The 14 initial ranges are reduced to 6 final ranges, each spanning a broader but more
meaningful match region. The `OSS from` value indicates the starting line in the
matching open-source file.

## Component Ranking Logic

When a file is present in multiple components or versions in the KB, the engine
applies a series of rules to determine the best match:

* **SBOM / context priority**: The engine can receive context information — for
  example, via an SBOM (Software Bill of Materials) supplied with `--sbom`. Any
  component that matches the provided context is always selected and placed at the
  top of the candidate list, regardless of release date.
* **First component released**: If no context match is found, the engine defaults to
  the oldest component in the KB (i.e., the first released) as the best match.
* **Tie-breaking**: If two components share the same release date, the project-level
  release date is used as a tiebreaker.
* **Component hint**: The scanning client can optionally pass a component hint — the
  name of the most recently detected component — to guide matching. The engine
  favours files belonging to a component that matches this hint.
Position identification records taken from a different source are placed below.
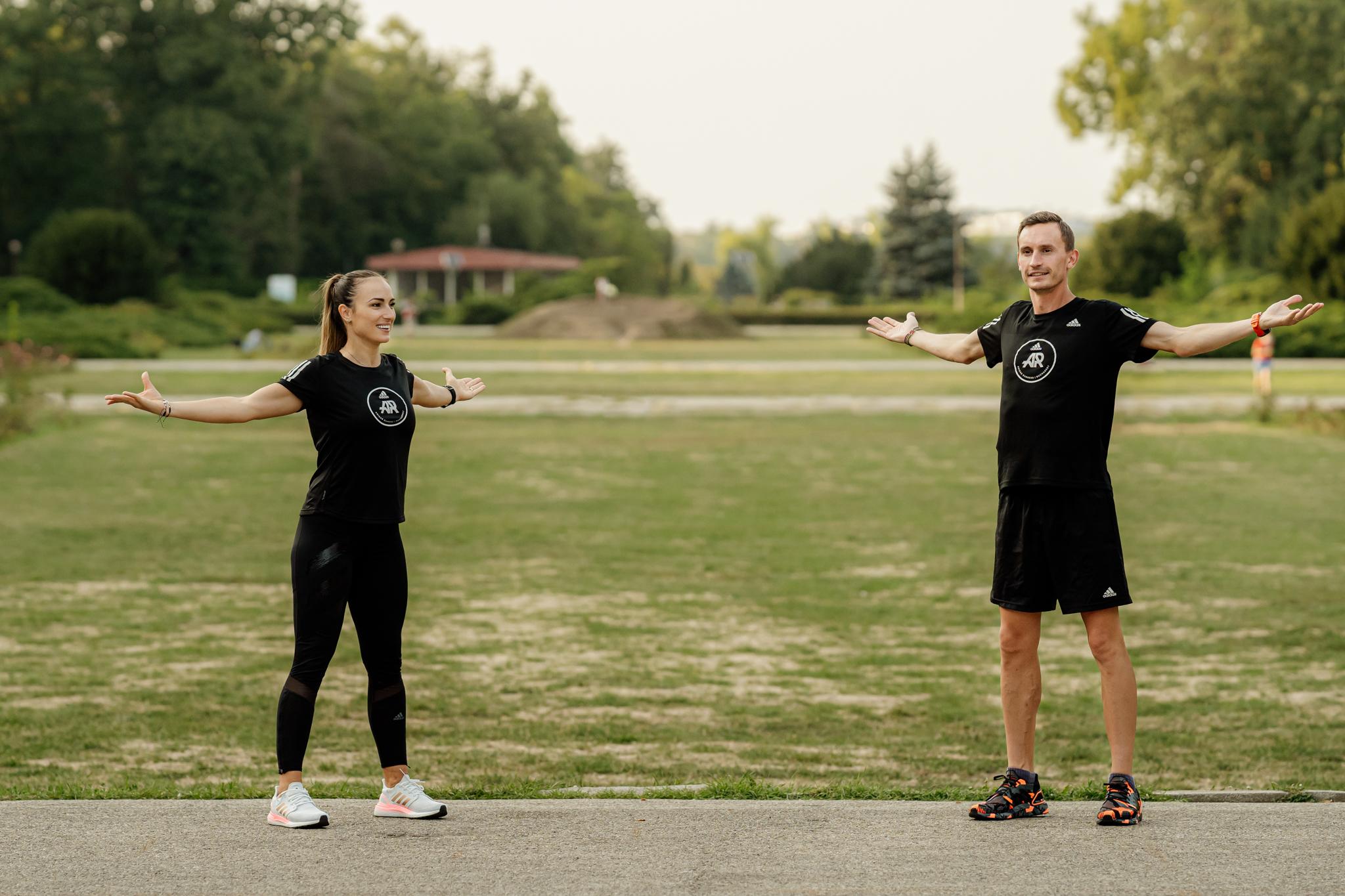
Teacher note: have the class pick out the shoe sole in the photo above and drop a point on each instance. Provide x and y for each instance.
(397, 813)
(1121, 822)
(1011, 815)
(280, 821)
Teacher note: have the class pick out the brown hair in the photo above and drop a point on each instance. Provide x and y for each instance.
(338, 289)
(1049, 218)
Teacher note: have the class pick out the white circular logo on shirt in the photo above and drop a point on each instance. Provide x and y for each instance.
(1034, 360)
(386, 406)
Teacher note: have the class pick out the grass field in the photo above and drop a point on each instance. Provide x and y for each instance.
(797, 601)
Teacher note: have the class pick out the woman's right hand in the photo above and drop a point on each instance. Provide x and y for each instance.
(148, 400)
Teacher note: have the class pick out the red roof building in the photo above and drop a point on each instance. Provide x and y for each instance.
(449, 272)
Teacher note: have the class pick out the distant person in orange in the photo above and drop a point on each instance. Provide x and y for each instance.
(1264, 350)
(1057, 539)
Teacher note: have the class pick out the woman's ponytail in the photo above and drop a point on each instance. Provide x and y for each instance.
(338, 289)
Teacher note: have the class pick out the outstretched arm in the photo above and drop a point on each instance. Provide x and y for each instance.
(267, 402)
(428, 395)
(1199, 339)
(962, 349)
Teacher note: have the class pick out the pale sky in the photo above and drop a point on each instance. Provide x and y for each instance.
(734, 109)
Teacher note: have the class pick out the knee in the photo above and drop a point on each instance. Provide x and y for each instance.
(1107, 648)
(1017, 645)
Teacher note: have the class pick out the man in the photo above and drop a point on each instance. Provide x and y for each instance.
(1056, 536)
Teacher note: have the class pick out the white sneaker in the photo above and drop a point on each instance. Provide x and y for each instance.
(408, 800)
(295, 809)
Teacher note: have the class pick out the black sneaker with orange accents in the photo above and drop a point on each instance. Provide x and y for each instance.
(1019, 797)
(1124, 805)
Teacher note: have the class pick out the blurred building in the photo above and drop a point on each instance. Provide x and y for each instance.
(451, 272)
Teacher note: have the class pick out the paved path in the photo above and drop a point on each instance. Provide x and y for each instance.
(666, 847)
(494, 405)
(803, 366)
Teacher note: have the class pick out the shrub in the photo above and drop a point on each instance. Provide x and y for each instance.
(19, 364)
(799, 297)
(33, 296)
(96, 255)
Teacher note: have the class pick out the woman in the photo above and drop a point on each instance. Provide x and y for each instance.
(347, 547)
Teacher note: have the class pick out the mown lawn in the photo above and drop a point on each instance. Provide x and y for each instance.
(658, 601)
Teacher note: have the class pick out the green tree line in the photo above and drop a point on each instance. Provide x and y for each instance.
(260, 136)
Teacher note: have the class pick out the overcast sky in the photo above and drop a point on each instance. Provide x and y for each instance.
(734, 109)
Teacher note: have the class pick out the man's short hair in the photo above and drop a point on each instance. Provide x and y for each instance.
(1049, 218)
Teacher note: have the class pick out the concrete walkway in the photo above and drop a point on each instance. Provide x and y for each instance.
(791, 405)
(666, 847)
(802, 366)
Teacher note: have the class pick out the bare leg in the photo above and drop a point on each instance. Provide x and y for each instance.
(1118, 684)
(1020, 683)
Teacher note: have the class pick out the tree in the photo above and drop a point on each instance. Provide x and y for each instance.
(834, 263)
(1313, 246)
(1228, 108)
(761, 245)
(736, 278)
(917, 227)
(1134, 253)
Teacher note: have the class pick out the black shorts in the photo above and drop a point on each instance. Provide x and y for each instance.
(1057, 544)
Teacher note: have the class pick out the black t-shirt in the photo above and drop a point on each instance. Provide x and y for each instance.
(361, 419)
(1059, 389)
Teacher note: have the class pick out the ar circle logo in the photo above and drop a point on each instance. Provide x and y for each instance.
(386, 406)
(1034, 360)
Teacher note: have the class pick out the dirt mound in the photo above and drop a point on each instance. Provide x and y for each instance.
(621, 319)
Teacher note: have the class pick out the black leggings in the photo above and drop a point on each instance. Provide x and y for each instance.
(335, 563)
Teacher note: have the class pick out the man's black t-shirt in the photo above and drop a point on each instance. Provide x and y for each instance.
(1059, 389)
(361, 419)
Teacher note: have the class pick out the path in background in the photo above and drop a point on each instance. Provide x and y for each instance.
(797, 405)
(802, 366)
(665, 847)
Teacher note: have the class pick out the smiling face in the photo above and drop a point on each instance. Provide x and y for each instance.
(372, 310)
(1043, 258)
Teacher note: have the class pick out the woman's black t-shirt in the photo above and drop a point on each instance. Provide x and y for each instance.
(361, 419)
(1059, 390)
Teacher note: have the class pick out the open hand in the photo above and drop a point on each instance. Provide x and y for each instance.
(148, 400)
(892, 330)
(467, 389)
(1281, 313)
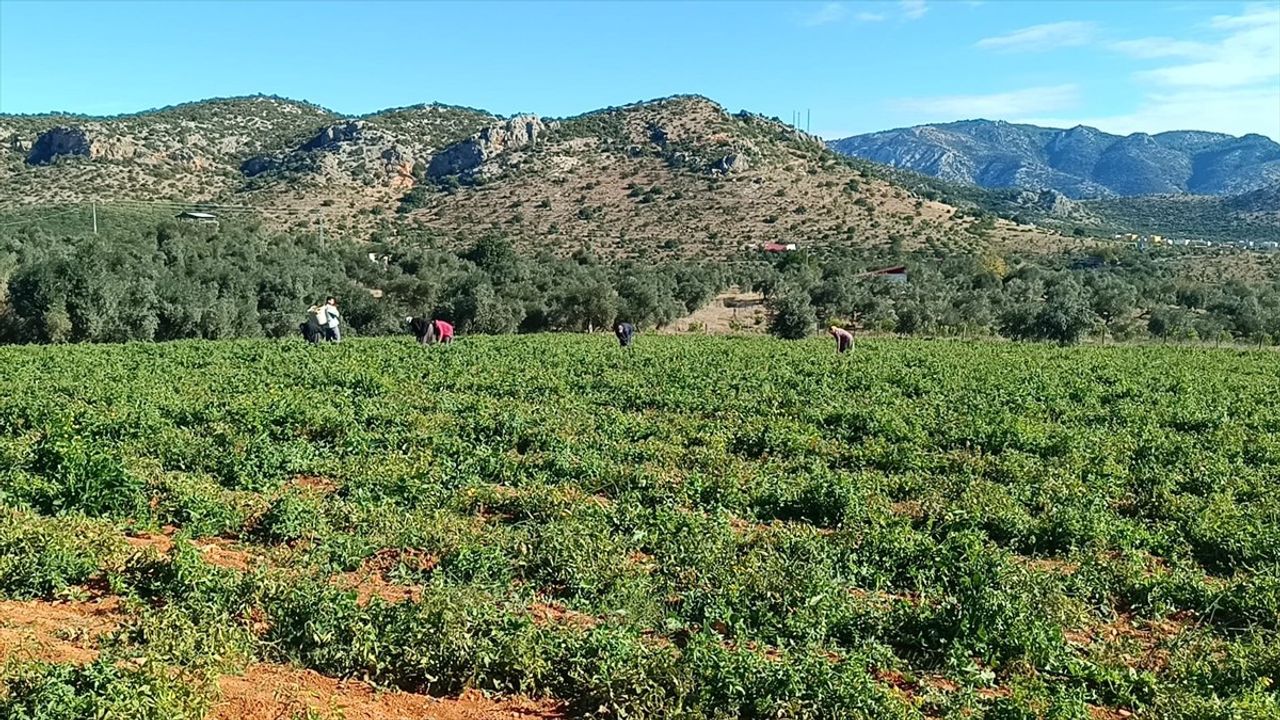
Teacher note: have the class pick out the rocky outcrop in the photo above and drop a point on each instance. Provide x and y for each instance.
(59, 141)
(1080, 162)
(1050, 201)
(18, 144)
(77, 141)
(259, 164)
(730, 163)
(465, 158)
(332, 136)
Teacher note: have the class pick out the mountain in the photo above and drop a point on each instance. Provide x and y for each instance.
(675, 176)
(1080, 162)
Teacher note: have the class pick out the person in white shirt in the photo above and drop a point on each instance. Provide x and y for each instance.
(330, 324)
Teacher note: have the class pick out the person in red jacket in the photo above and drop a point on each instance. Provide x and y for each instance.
(443, 331)
(430, 331)
(844, 338)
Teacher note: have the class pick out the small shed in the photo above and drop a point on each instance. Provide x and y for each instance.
(895, 274)
(196, 217)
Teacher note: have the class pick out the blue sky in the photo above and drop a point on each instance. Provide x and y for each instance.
(856, 65)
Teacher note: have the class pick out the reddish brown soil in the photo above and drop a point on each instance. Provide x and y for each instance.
(1139, 643)
(1107, 714)
(369, 586)
(1048, 565)
(370, 579)
(315, 483)
(55, 632)
(552, 614)
(215, 551)
(270, 692)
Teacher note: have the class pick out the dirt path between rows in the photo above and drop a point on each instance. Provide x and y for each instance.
(68, 632)
(270, 692)
(55, 632)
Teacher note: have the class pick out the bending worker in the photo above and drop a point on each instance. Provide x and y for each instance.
(844, 338)
(625, 332)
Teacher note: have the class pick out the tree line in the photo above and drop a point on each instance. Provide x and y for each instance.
(1106, 294)
(173, 279)
(158, 279)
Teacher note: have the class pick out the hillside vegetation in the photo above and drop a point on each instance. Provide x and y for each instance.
(147, 277)
(699, 528)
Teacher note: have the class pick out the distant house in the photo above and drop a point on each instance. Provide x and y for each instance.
(197, 217)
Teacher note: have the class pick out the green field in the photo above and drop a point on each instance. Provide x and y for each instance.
(702, 528)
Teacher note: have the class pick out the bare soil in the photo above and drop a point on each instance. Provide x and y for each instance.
(55, 632)
(272, 692)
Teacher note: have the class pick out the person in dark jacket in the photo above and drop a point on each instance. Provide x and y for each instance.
(844, 338)
(423, 329)
(311, 329)
(625, 332)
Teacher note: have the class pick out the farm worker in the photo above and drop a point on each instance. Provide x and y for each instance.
(443, 331)
(330, 320)
(625, 332)
(311, 328)
(423, 329)
(844, 338)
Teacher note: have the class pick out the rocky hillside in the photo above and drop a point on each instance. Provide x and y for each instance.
(1079, 162)
(673, 176)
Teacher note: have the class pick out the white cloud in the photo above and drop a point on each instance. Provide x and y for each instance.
(913, 9)
(999, 105)
(1070, 33)
(826, 14)
(1235, 112)
(1226, 81)
(1156, 48)
(1247, 55)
Internally, candidate components are maintained in a fixed-size linked list sorted by
date (with context-matched components always at the front). If the list is full and a
higher-priority component is added, the lowest-priority entry is removed.

This resolution process runs independently for each of the N matched MD5s. The
engine then compares the top-ranked component from each MD5's candidate list and
selects the single best component to report.

## JSON Report

Once the best match and its component are selected, the engine queries additional
component-level metadata — licences, known vulnerabilities, and so on — and
serialises everything into a JSON result written to `STDOUT`.

By default, only the best match is included in the output. To inspect the full
candidate list (the top M components for each of the N matched files), pass the
`-F256` flag. By default, M is 3; N is determined automatically at scan time.